The following is a summary of frequently asked questions and answers.

1. Can hepatitis B mothers breast-feed?

At present, the consensus in the medical field is that no matter whether the mother is [big three positive] or [small three positive], as long as the newborn receives hepatitis B immunoglobulin (HBIG) and hepatitis B vaccine injection within 12 hours after birth, it can obtain a high protection rate, and the possibility of contracting hepatitis B is very small. Therefore, breast feeding is advocated.

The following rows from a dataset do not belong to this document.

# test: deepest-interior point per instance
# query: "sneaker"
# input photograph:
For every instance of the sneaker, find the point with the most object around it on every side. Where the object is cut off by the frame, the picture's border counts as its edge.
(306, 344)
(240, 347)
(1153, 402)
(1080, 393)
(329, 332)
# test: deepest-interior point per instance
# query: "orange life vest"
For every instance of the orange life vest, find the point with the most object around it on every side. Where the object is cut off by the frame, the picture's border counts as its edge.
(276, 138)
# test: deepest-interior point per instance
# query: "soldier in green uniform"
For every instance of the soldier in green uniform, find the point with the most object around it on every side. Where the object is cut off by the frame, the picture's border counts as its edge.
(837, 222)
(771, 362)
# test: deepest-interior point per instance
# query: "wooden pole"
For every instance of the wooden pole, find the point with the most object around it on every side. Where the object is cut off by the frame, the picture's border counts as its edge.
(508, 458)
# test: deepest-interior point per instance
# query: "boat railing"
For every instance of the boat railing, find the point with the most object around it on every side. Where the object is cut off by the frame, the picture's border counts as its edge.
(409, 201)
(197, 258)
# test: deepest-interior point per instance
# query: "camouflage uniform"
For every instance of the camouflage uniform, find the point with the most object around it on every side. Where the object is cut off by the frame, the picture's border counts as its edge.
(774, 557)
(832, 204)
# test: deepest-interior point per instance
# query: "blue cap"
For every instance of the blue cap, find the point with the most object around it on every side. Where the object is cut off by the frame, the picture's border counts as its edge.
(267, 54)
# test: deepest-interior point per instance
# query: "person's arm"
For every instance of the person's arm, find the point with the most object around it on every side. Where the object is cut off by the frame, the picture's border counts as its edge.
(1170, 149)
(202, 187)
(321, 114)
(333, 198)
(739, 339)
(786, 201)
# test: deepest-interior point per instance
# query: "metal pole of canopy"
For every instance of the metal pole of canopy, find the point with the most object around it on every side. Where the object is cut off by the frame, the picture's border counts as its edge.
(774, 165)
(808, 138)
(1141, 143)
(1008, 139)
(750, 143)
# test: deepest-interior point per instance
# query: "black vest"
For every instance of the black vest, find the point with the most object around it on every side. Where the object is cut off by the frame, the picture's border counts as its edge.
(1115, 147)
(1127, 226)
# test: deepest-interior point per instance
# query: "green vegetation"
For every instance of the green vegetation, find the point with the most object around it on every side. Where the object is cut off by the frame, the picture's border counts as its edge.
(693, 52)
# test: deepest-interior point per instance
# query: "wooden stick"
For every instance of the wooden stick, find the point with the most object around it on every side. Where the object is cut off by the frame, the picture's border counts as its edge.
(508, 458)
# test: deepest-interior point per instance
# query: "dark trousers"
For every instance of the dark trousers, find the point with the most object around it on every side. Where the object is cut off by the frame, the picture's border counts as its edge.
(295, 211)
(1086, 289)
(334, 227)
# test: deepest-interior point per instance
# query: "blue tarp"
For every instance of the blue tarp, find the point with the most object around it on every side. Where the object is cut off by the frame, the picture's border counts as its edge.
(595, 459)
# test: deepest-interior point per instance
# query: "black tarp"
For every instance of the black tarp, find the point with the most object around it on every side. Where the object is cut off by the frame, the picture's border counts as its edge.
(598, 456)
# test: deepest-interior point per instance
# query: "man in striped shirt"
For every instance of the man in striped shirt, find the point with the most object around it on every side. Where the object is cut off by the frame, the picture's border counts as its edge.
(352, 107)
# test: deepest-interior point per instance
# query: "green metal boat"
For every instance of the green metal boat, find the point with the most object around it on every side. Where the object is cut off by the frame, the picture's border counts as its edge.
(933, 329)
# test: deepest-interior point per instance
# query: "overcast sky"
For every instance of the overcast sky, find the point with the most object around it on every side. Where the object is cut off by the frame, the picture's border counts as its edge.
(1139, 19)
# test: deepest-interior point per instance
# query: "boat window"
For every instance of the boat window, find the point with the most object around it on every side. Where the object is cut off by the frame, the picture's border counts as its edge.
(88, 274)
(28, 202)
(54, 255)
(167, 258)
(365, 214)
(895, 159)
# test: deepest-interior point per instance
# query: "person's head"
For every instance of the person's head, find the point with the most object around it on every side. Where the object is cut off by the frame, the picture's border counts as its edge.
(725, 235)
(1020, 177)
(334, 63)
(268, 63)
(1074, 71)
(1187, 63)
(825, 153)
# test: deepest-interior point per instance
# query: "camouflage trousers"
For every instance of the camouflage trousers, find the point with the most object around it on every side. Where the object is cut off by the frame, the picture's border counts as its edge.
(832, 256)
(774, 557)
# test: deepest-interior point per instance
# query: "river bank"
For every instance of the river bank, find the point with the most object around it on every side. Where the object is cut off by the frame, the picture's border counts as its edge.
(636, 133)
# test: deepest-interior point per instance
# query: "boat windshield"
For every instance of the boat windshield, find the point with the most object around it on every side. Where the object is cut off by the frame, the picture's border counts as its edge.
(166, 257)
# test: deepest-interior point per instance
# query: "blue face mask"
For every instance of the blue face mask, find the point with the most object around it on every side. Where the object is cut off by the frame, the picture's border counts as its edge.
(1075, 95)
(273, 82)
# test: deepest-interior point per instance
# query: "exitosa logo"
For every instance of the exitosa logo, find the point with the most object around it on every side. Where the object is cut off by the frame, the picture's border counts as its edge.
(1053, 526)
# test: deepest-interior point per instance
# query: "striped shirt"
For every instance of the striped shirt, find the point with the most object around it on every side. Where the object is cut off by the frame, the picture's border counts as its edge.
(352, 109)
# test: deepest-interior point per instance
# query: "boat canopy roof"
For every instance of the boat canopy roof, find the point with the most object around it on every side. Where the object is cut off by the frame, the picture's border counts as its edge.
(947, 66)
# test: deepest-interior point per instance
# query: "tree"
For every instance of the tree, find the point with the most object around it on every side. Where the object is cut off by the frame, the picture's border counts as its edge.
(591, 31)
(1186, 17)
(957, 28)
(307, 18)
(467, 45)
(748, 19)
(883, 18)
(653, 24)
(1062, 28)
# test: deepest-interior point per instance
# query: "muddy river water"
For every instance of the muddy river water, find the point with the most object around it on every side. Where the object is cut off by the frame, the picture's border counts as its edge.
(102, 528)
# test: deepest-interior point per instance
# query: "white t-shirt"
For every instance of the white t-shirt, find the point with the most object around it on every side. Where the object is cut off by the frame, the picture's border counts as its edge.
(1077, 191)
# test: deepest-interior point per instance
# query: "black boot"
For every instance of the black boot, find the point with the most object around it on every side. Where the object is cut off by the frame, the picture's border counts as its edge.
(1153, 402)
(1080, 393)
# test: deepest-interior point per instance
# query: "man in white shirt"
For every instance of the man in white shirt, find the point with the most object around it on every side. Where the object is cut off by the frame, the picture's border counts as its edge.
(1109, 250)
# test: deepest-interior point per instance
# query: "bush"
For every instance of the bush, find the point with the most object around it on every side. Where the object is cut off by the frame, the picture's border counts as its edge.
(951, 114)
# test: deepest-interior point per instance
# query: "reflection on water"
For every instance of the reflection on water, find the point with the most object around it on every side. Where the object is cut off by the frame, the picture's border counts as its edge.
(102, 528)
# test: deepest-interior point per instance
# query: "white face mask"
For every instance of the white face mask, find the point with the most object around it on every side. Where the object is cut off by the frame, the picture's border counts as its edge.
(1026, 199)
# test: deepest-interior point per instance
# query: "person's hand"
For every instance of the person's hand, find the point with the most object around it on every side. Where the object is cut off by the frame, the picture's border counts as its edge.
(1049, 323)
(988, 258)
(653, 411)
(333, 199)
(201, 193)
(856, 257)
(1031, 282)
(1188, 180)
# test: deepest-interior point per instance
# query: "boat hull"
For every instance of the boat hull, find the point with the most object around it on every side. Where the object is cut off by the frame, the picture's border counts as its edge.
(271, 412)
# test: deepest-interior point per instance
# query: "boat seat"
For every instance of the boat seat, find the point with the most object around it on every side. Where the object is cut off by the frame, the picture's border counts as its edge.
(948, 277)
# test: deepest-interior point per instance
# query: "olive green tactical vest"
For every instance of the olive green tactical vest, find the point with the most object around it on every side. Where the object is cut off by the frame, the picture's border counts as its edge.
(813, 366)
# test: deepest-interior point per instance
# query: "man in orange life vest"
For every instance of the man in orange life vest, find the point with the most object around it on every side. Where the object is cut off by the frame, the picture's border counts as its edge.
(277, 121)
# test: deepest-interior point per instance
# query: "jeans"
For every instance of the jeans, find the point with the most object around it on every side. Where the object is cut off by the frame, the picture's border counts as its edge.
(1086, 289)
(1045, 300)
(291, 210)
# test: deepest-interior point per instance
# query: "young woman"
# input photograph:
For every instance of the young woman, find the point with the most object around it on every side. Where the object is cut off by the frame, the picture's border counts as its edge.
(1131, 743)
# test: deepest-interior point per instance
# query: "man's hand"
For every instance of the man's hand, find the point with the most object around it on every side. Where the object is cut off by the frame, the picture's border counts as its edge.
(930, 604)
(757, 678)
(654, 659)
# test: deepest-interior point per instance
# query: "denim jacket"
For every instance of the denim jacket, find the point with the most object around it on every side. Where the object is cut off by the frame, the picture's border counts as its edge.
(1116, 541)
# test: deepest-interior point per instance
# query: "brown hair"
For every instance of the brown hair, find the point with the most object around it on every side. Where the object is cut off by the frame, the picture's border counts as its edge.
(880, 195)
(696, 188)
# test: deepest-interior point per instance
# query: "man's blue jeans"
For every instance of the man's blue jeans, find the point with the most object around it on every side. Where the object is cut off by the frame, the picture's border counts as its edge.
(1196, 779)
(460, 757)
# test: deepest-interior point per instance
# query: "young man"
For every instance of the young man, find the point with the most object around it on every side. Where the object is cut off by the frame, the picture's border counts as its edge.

2. What is the protection rate of combined immunization blocking?

Combined immunization is to inject hepatitis B immunoglobulin and hepatitis B vaccine into newborns at the same time. The protection rate of blocking mother-to-child transmission is as high as 93-97%, and successful examples are everywhere. On the contrary, if the newborns are not blocked by combined immunization, 90% of the newborns delivered by HBsAg positive mothers will eventually be infected with hepatitis B.

Can expectant mothers inject HBIG to protect their babies?

There were obstetricians and gynecologists in our country who believed after studying that, HBIG injection after 28 weeks of pregnancy can reduce the risk of mother-to-child transmission of hepatitis B virus (HBV). However, these studies have not been strictly scientifically demonstrated, and there are still some health risks for mother-to-child transmission of hepatitis B virus by injection of hepatitis B immunoglobulin. Therefore, WHO and China’s Ministry of Health have not recommended this method to prevent mother-to-child transmission of HBV.

4. Will the baby still be infected after combined immunization?

About a month after the vaccine injection is completed, parents need to take their children to the hospital for blood tests and check the antibody content of hepatitis B virus. If the antibody concentration is low, it is necessary to strengthen the vaccination of a shot of vaccine. This examination can be completed within about 7 months to 1 year old.

5. Can cesarean section prevent mother-to-child transmission of hepatitis B?

As long as newborns receive standardized combined immunization, cesarean section is the same as the risk of infection of hepatitis B by infants born in comparison with normal delivery. At present, most international obstetric guidelines do not recommend cesarean section to prevent mother-to-child transmission of perinatal hepatitis B virus. The cesarean section is the right one, the dissection is the right one, and there is no need to tangle with the problem of infection.

6. Under what circumstances are babies more susceptible to infection?

The study found that the main reason for the failure was the high virus content in the mother’s body, which is professionally called high viral load (> 108 copies/ml). Therefore, if patients with high virus content plan to become pregnant, it is recommended to discuss with the doctor and formulate a careful treatment plan, and then become pregnant when the time is ripe.